While I rarely found myself sitting beside friends in classes where the teacher decided to place us in alphabetical order, I do find myself in exceptionally good company in the “M” section on the bookshelf. Three of my favourite authors are Alice Munro, Haruki Murakami and China Miéville. If you don’t already know them, come meet my neighbours!
Alice Munro has a bunch of short story collections that I keep expecting to get bored of and never do. Most of her stories are about the inner lives of older women who’ve been divorced or who’ve otherwise made a break from the status quo. But instead of being repetitious, her subtle human touches gives each story a life of its own.

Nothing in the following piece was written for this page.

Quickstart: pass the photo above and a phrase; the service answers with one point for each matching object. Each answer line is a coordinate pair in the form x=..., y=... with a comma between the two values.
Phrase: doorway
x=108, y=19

I’m grateful to her not only for her stories but because my excitement about her writing shows that I don’t dismiss the entire Canadian Literature canon out of habit. She won the Governor General’s Award a few month’s back, which delighted me — I’m not a big believer in literary awards, but anyone who can write about sex into her seventies as relevantly and unflinchingly deserves all the accolades we can give her.
China Miéville has gotten me excited about fantasy again. The British novelist’s second book, Perdido Street Station, begins with a morning-after breakfast between a fat man and an insect-headed woman. The mythical world they live in is a familiar but deftly detailed and believable mix of steam-powered tech and eldritch charms. It’s an urban, if Dickens-era urban, template that separates it so sharply from the rural quests and whatnot of conventional fantasy.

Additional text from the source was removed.